As many as 12,000 households could be affected after tests of tap sold by Aldi are said to have revealed water with fifteen times the acceptable lead content.
The Courier Mail reports the Queensland Building and Construction Commission (QBCC) conducted the tests on Aldi’s Easy Home spiral tap, which is estimated to have been purchased by 12,000 homes, was made in China and retails for around $80.
In a statement provided to SmartCompany, QBCC Commissioner Brett Bassett said initial tests of the tap showed “cause for concern”.
“Tests by Queensland Health Forensic and Scientific Services have shown that lead levels are up to 15 times the maximum acceptable level of lead in drinking water, as per Australian Drinking Water Guidelines,” he said.
Get business news first
Sign up to SmartCompany’s daily newsletter
However, a spokesperson for Aldi told SmartCompany the company had done its own independent testing through its “strict quality assurance processes” and found the product had complied with Australian standards before going on sale.
“ALDI is liaising with the responsible Authorities and our Supplier to investigate the matter with utmost urgency. If at any stage test results confirm that chemical parameters do not meet regulatory requirements, ALDI will take appropriate action,” the spokesperson said.
“ALDI will always remove any product from sale if it is identified as a risk to our customers. If any customer is unsatisfied with a product purchased at ALDI, they are welcome to return it to the store for a full refund.”
Earlier testing from the International Association of Plumbing and Mechanical Officials (IAPMO) were also said to show the tap was fully compliant.
“Everything we have on file indicates the product fully complies. It looks 100 per cent kosher,” IAPMO technical adviser Glenn Tate told the Courier Mail.
However, the Australian Competition and Consumer Commission (ACCC) is following up on the claims made by the QBCC, with a spokesperson telling SmartCompany it was “investigating this issue and has approached Aldi for further information”.
“The ACCC is working with Queensland Building and Construction Commission to understand the extent of any risk posed to consumers. If there is a risk that consumer goods may cause injury, the ACCC expects suppliers and manufacturers to voluntarily recall products to protect consumers,” the spokesperson said.
“Consumers who have purchased the particular taps but have not had them installed can seek a refund from Aldi. If installed, consumers should avoid drinking water or using them for cooking until more is known about the health risks that may be posed.”
The Courier Mail reports the taps were made by Chinese company Keen Faucets near Shanghai.
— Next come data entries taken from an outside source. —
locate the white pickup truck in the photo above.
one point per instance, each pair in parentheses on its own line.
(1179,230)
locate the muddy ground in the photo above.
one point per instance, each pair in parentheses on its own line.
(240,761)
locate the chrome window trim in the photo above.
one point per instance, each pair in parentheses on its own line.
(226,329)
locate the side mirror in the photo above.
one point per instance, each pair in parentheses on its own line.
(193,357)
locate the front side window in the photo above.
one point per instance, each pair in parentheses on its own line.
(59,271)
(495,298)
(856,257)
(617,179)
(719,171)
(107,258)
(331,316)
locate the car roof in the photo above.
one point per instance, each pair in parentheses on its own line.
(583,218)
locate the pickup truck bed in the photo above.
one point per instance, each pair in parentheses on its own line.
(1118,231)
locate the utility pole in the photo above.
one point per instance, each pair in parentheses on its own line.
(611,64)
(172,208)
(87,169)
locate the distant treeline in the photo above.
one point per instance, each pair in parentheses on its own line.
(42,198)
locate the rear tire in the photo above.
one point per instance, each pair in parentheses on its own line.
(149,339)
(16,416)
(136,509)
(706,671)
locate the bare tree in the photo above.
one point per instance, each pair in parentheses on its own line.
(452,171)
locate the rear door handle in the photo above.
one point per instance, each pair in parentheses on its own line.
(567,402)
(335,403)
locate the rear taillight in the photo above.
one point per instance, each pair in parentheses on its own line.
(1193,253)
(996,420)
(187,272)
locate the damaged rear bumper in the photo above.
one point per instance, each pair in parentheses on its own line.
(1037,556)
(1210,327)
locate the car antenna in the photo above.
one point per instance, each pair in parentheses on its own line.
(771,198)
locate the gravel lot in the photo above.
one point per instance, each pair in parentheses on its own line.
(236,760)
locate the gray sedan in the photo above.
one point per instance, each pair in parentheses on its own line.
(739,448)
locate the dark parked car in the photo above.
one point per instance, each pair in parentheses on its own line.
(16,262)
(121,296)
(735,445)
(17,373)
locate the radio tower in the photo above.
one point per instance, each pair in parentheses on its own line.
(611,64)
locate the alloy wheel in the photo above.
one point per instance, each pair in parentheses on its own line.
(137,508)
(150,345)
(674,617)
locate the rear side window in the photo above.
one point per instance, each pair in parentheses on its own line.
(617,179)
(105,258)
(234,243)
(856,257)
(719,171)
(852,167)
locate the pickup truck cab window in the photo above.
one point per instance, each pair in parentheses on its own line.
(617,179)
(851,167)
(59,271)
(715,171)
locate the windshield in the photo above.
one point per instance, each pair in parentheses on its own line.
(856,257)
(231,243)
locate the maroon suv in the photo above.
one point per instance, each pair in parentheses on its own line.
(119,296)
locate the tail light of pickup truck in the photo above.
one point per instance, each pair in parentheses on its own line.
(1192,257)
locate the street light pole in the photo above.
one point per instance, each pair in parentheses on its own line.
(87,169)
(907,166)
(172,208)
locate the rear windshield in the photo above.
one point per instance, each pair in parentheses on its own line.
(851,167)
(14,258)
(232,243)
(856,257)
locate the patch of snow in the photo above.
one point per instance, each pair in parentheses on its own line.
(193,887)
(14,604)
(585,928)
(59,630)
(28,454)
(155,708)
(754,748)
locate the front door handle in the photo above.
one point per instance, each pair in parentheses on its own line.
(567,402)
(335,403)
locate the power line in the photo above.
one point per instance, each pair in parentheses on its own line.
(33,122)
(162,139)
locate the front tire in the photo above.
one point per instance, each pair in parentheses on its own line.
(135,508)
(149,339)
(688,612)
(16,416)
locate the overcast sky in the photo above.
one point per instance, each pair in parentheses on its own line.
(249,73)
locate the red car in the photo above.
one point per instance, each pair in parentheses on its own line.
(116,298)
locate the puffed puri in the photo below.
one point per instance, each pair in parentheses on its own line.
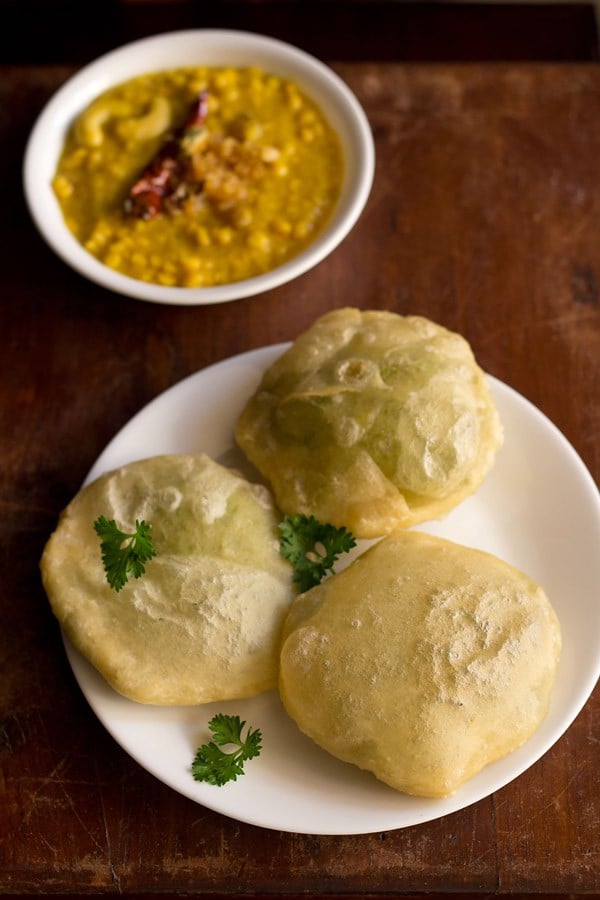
(373,421)
(204,622)
(421,662)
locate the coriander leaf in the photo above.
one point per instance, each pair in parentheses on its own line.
(217,766)
(312,547)
(123,554)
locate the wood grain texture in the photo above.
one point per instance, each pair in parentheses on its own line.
(484,216)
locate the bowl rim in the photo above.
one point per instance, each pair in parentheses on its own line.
(324,85)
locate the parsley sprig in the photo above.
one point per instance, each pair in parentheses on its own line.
(218,766)
(123,554)
(312,547)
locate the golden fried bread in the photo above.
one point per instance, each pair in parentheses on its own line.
(421,662)
(372,420)
(203,623)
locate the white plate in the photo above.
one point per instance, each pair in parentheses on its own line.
(538,509)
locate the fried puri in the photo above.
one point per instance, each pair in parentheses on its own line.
(373,421)
(204,621)
(421,662)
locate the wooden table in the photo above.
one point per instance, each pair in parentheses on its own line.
(484,216)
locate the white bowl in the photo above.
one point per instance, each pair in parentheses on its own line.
(189,48)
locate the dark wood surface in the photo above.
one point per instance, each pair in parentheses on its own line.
(484,216)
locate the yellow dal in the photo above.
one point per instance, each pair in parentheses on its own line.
(119,134)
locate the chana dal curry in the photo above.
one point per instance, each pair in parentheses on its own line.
(199,176)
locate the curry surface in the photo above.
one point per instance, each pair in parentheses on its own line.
(267,181)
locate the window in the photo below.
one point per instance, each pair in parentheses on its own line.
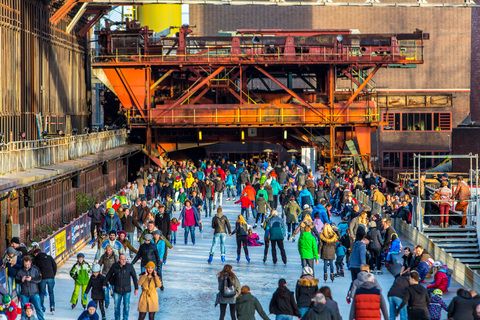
(398,159)
(419,121)
(391,159)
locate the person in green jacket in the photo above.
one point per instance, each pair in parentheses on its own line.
(80,272)
(262,192)
(246,305)
(292,211)
(308,248)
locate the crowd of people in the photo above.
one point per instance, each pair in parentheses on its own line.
(278,204)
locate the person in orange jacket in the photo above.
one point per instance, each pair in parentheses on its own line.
(251,194)
(10,308)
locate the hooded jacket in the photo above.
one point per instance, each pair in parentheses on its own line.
(29,288)
(146,253)
(441,281)
(46,264)
(461,307)
(305,289)
(96,214)
(246,305)
(417,299)
(319,311)
(305,197)
(283,302)
(97,284)
(307,246)
(220,224)
(368,303)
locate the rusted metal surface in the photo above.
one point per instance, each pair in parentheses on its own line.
(42,72)
(55,202)
(23,155)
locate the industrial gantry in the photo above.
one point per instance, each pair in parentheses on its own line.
(251,78)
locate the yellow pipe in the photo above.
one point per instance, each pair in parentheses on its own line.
(158,17)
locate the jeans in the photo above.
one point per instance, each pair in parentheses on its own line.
(303,311)
(282,251)
(327,263)
(309,262)
(117,298)
(44,285)
(231,191)
(190,229)
(223,311)
(79,289)
(244,213)
(35,300)
(242,241)
(218,236)
(218,199)
(107,294)
(11,284)
(207,204)
(394,303)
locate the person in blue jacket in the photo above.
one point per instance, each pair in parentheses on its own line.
(322,213)
(112,222)
(305,197)
(161,243)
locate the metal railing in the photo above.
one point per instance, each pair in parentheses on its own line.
(23,155)
(410,54)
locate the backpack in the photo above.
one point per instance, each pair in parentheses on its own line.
(244,177)
(228,288)
(345,240)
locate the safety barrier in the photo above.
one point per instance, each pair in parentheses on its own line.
(23,155)
(462,274)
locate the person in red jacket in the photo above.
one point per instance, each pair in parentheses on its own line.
(10,308)
(440,278)
(245,203)
(368,302)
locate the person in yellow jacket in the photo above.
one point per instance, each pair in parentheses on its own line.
(177,185)
(148,301)
(189,182)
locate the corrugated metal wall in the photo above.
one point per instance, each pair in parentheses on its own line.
(447,53)
(42,71)
(48,202)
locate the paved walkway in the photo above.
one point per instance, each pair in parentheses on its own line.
(191,285)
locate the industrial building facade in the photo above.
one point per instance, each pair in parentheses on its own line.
(417,105)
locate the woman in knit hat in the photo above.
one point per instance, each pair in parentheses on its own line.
(328,241)
(148,301)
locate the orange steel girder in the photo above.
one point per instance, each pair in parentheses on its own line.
(194,89)
(290,92)
(63,11)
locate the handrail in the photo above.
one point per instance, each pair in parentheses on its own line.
(18,156)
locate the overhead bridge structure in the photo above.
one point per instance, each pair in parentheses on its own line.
(252,78)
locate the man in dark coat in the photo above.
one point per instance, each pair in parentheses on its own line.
(283,302)
(48,268)
(146,253)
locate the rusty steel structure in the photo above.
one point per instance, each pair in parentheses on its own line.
(253,78)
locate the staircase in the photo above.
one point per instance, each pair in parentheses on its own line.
(462,244)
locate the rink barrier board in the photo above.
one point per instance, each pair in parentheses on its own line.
(462,274)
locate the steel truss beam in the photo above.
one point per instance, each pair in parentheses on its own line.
(281,3)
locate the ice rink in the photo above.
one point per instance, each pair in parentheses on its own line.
(191,284)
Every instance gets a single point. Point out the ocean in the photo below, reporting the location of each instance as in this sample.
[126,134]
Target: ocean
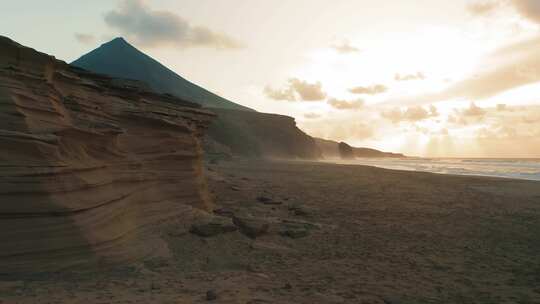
[528,169]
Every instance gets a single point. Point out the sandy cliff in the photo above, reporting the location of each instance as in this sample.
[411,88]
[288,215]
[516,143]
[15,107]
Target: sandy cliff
[331,149]
[90,166]
[255,134]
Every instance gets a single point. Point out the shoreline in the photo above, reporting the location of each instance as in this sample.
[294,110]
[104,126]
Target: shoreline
[335,234]
[358,162]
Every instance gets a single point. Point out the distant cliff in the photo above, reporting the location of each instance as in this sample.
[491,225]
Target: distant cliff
[91,166]
[254,134]
[118,58]
[331,149]
[237,131]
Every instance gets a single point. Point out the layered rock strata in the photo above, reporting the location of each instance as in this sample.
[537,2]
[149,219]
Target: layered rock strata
[90,166]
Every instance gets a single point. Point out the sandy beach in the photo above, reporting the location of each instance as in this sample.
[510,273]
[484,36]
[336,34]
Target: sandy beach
[307,232]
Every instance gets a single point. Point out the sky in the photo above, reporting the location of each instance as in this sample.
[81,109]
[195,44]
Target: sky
[432,78]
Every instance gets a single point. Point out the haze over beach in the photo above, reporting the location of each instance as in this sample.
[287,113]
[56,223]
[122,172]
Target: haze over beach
[249,151]
[436,79]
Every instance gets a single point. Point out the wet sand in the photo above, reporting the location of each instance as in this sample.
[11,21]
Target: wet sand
[335,234]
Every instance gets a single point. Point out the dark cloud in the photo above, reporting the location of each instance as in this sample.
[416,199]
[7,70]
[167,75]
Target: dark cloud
[345,48]
[341,104]
[297,90]
[370,90]
[147,27]
[409,77]
[85,38]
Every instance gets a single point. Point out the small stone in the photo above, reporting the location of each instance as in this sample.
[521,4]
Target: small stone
[226,212]
[298,210]
[211,295]
[251,227]
[295,233]
[216,225]
[268,201]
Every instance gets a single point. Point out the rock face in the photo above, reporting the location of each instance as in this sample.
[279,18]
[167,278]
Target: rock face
[238,130]
[331,149]
[254,134]
[118,58]
[91,166]
[345,151]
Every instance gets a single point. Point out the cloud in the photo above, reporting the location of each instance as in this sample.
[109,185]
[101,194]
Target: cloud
[474,110]
[411,114]
[312,115]
[341,104]
[285,94]
[371,90]
[508,68]
[147,27]
[482,8]
[501,107]
[297,90]
[307,91]
[345,48]
[85,38]
[409,77]
[528,8]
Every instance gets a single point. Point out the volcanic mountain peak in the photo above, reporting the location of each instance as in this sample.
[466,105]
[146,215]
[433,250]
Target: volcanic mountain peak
[118,58]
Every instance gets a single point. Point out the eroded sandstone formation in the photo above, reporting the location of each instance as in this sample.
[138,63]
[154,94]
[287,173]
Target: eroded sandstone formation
[90,166]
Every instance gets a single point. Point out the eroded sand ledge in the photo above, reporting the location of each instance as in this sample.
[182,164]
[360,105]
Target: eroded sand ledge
[89,164]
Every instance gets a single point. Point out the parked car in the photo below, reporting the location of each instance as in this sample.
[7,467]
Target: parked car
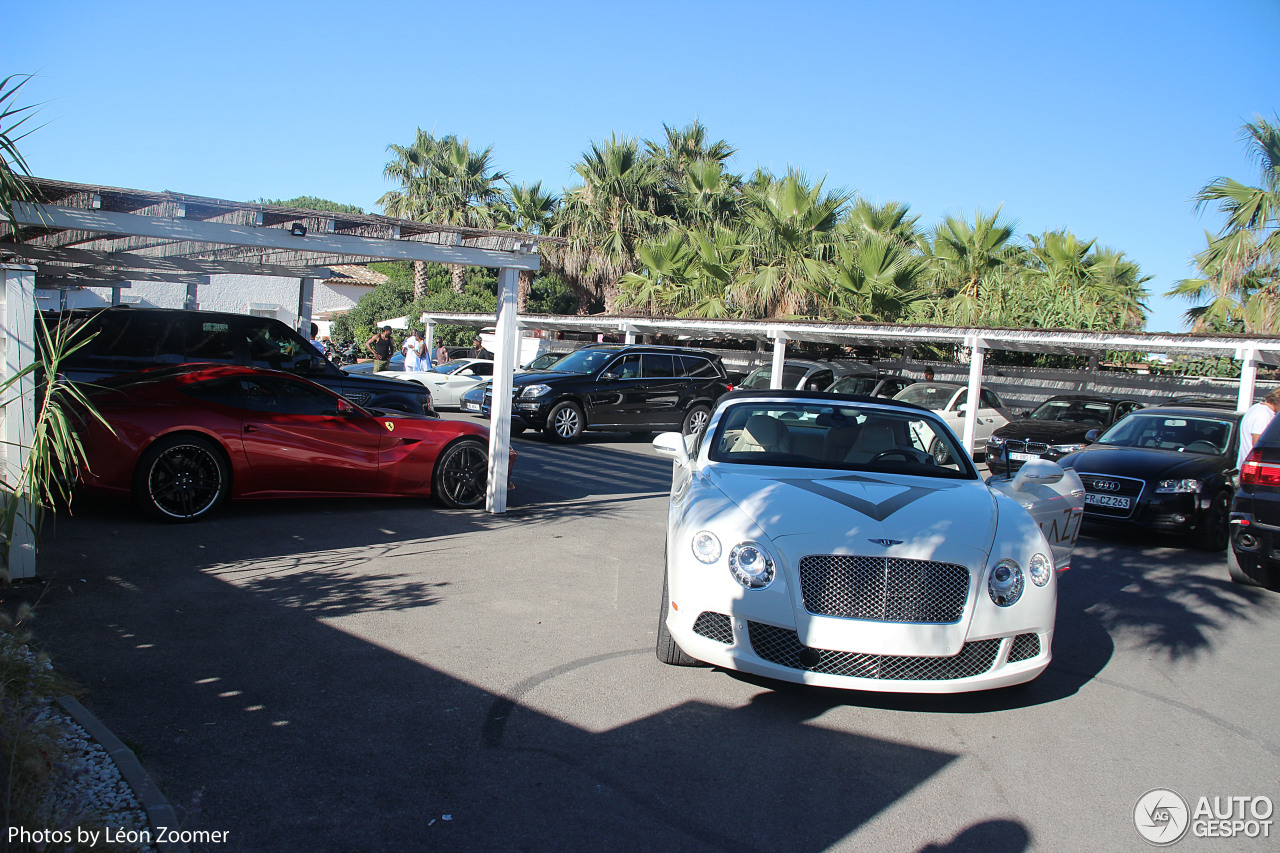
[184,438]
[947,400]
[449,381]
[1165,468]
[127,338]
[634,387]
[1056,427]
[807,374]
[817,538]
[869,386]
[1253,557]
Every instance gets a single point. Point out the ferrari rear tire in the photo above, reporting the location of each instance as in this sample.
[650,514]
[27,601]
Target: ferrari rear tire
[181,478]
[667,649]
[565,422]
[461,477]
[1215,529]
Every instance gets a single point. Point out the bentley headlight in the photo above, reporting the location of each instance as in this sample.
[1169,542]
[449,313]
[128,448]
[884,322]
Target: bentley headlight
[1176,487]
[750,565]
[705,546]
[1005,584]
[1041,569]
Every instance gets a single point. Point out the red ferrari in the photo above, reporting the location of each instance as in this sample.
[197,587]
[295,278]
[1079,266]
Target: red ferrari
[192,436]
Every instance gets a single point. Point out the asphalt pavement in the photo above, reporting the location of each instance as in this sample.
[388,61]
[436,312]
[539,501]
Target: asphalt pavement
[374,675]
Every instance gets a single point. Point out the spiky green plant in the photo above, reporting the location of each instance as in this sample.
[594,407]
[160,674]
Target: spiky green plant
[55,452]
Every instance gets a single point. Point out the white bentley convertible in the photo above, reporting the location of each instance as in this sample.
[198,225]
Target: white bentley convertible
[816,538]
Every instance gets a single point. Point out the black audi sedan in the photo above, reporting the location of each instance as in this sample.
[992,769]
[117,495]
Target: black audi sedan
[1255,555]
[1166,468]
[630,388]
[1056,427]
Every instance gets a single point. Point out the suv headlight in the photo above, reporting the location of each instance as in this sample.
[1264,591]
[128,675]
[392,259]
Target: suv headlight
[1005,584]
[752,565]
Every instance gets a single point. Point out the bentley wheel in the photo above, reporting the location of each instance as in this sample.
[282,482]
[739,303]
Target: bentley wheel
[667,649]
[181,478]
[696,419]
[565,423]
[461,474]
[1215,529]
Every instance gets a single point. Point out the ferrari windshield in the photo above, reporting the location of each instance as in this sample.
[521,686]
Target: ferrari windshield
[816,434]
[1075,411]
[1173,432]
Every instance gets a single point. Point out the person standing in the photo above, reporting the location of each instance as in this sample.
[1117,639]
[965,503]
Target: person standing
[380,345]
[1256,420]
[414,351]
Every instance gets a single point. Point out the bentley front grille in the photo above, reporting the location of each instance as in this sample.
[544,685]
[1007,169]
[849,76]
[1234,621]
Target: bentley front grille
[782,646]
[1024,648]
[714,626]
[883,589]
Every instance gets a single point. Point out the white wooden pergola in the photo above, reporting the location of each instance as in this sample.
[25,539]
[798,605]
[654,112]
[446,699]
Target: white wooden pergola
[92,236]
[1251,350]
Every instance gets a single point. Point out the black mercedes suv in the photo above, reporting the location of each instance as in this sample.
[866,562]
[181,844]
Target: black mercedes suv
[636,387]
[127,338]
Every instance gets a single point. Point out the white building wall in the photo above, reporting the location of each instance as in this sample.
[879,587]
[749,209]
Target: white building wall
[269,295]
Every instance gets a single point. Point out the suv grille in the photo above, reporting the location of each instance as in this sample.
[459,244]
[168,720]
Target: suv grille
[782,646]
[883,589]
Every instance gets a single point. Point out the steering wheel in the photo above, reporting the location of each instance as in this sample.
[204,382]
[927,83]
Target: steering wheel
[908,456]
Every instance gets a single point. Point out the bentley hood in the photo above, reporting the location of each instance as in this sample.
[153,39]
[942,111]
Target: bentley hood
[920,515]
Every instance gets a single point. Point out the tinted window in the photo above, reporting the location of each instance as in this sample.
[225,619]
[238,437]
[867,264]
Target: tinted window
[659,365]
[277,346]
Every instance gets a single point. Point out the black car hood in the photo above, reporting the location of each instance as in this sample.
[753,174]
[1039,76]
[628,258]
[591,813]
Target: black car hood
[1051,432]
[1143,463]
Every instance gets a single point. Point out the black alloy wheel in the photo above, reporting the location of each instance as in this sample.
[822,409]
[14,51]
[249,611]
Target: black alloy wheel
[565,422]
[181,478]
[461,474]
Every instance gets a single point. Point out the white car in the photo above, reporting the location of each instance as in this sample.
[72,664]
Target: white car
[816,538]
[449,381]
[949,398]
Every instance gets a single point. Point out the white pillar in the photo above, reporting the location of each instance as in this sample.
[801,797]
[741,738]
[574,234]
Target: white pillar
[18,416]
[499,414]
[306,296]
[780,357]
[978,349]
[1248,357]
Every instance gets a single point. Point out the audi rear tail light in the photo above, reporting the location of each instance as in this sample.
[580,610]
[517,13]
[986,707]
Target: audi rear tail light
[1255,471]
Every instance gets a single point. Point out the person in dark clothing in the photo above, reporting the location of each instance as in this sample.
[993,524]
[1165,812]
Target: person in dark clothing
[382,345]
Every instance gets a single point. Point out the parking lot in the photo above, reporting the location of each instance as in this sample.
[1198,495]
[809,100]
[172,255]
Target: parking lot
[355,675]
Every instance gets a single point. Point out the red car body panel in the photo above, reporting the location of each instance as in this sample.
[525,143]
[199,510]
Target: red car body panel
[272,455]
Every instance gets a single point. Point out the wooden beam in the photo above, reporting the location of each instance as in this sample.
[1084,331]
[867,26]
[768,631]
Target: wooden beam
[269,238]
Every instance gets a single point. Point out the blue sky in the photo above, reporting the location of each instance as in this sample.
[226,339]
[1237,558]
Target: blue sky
[1098,117]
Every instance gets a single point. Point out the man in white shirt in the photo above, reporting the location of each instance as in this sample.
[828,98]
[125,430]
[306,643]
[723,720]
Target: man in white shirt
[1255,420]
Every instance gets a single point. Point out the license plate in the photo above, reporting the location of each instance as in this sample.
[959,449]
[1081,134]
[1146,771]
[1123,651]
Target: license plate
[1106,500]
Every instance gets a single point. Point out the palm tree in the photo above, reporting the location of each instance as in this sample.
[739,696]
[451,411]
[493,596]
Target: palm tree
[1240,268]
[442,182]
[791,229]
[13,167]
[531,211]
[607,217]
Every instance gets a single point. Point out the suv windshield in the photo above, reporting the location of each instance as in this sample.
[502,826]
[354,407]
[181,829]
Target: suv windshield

SmartCompany contacted Keen Faucets but did not receive a response prior to publication.
Businesses urged to be active in crisis communications
Speaking to SmartCompany this morning, public relations expert and director at InsideOut PR Nicole Reaney said Aldi’s first move should be to assess the “degree of risk at hand”, noting the potential health risks could amp up level of crisis.
“Potential impacts to human health and life will amplify the nature and speed of the approach undertaken,” Reaney says.
“This situation demonstrates the importance of having a brand crisis communication plan in place, and regularly practicing and simulating potential situations.”
In terms of the right course of action, Reaney notes businesses shouldn’t hesitate to start communicating with affected customers and other stakeholders, believing a “no comment” response is “dated”.
“A brand spokesperson should be made available to media at the immediate notice of the issue. Organisations need to be transparent and demonstrate active communication in order to preserve and persuade public perceptions,” she says.
“It’s about identifying all key stakeholders from impacted customers through to store staff and media and ensuring regular communication and updates take place along with a channel for consumers to have their questions answered.”
Despite the potential seriousness of the situation, Reaney claims even if issues were found and a recall was initiated, Aldi’s position at a “lower price point” would reduce any potential long-term impact on the brand.
“Aldi has established its positioning at the lower price point, which translates into quality perceptions,” she says.
“Had this been an organisation at the premium or luxury end, they would have faced more significant impacts into consumer impressions and more significant bottom line impacts.”